On Sat, 1 Jan 2011, Roger Leigh wrote:

t...@mason.cse.buffalo.edu:/usr/obj/usr/src/sys/GENERIC  amd64
Description:
When mount is asked to mount a filesystem on a node whose absolute path is 
longer than 85 characters in length, the mount fails.  Umount also fails under 
some circumstances, though the testcase attached below doesn't show this.
...
Fix:
I suspect that the mount/umount tools are using a fixed-length buffer and/or 
are truncating the path at some point.

The mount(2) manual page documents the max path length at 1023 characters, and 
the maximum length of any single component at 255 characters.  These limits 
have not been exceeded, unless the documentation is incorrect.

The practical upper limit of 80-85 characters demonstrated in this bug report 
is very low.  The documented [ENAMETOOLONG] limit in mount(2) is sensible, but 
does not appear to reflect the practical reality at the present time.  If the 
80-85 character limit could be eliminated to allow this to work as documented, 
this would remove a significant limitation in the FreeBSD system which is 
breaking software which requires longer paths to function.

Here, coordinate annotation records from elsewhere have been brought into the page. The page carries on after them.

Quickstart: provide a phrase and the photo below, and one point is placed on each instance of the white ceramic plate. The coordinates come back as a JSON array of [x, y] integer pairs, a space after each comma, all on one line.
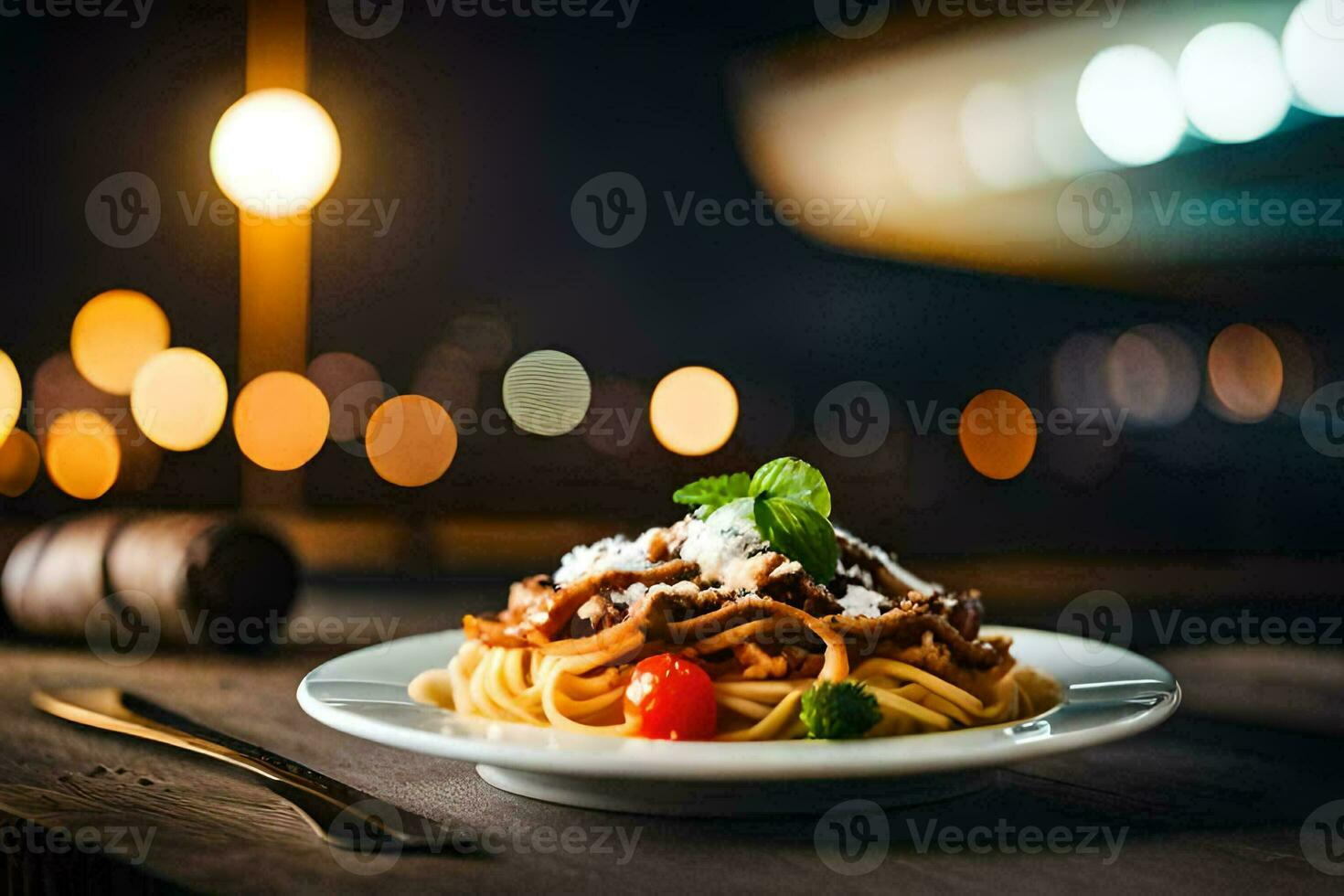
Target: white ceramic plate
[[1109, 693]]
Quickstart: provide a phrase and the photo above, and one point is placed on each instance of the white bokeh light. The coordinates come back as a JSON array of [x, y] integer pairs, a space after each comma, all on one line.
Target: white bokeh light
[[997, 136], [1313, 54], [1232, 82], [1131, 106]]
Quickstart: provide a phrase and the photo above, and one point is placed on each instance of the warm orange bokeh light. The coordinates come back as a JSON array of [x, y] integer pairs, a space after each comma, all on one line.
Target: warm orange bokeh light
[[82, 454], [179, 400], [281, 421], [411, 441], [11, 395], [1244, 374], [997, 434], [114, 334], [19, 463], [694, 411]]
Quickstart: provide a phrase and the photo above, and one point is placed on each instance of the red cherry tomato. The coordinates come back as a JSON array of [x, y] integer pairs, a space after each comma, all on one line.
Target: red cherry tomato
[[674, 699]]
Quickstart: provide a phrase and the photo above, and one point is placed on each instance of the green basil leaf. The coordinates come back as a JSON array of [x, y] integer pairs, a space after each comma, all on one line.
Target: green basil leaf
[[800, 534], [788, 477], [714, 492]]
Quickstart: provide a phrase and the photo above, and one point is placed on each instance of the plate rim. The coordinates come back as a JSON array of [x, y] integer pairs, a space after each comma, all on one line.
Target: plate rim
[[563, 753]]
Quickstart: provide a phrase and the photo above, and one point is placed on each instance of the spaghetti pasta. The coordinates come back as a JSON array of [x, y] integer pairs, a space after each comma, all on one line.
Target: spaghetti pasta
[[703, 621]]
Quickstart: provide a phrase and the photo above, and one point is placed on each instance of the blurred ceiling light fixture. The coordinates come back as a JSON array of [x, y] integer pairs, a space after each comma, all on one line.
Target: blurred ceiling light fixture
[[1313, 53], [113, 335], [1244, 374], [1153, 375], [276, 152], [281, 421], [968, 163], [1131, 106], [694, 411], [1232, 82]]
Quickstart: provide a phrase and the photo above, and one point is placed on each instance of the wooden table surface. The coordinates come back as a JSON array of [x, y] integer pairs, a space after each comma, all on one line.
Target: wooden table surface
[[1201, 802]]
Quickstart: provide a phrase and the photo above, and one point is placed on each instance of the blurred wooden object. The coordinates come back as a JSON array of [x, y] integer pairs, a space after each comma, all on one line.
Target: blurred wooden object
[[162, 566]]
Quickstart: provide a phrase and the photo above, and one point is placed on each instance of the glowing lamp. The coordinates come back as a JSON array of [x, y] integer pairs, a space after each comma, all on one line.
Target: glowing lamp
[[694, 411], [281, 421], [276, 152]]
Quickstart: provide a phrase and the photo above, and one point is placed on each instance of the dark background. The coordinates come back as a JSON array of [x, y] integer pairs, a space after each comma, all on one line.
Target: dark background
[[483, 129]]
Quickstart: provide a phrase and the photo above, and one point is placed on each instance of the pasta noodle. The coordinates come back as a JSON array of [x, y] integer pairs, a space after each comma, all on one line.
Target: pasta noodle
[[565, 656]]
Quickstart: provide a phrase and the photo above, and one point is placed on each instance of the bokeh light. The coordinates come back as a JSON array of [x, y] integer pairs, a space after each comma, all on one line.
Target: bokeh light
[[58, 387], [1313, 54], [1153, 375], [19, 463], [179, 400], [1232, 82], [997, 136], [997, 434], [548, 392], [82, 454], [411, 441], [928, 151], [281, 421], [113, 335], [1244, 374], [11, 397], [352, 387], [694, 411], [1131, 106], [276, 152]]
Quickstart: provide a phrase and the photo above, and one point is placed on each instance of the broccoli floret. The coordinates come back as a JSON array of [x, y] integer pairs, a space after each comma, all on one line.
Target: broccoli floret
[[834, 710]]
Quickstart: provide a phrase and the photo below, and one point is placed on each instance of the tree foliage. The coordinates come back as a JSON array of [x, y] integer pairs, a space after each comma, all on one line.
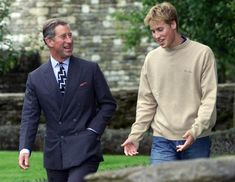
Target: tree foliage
[[9, 55], [211, 22]]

Mount name lengths are in practice limited to (MNAMELEN - 1) = 87.  See
<sys/mount.h>.  This isn't easy to fix, since MNAMELEN is in critical APIs
(mainly struct statfs).  struct statfs has already been changed once too
often.  MNAMELEN used to be (80 - 2 * sizeof(long)), which is 80 or 72,
but was changed to 88.  MNAMELEN is of course mentioned in statfs(2), but
it isn't mentioned in mount(2) because it doesn't apply to the actual mount
operation but only to determining what is mounted using statfs(2).  The
buffer gets truncated at mount time by mount in the kernel copying the
file name to the statfs buffer with blind truncation.

In practice, this means that you should never use the feature of mounting
pathnames with length between MNAMELEN and (PATH_MAX - 1), since it is too
hard to manage the resulting mountpoints.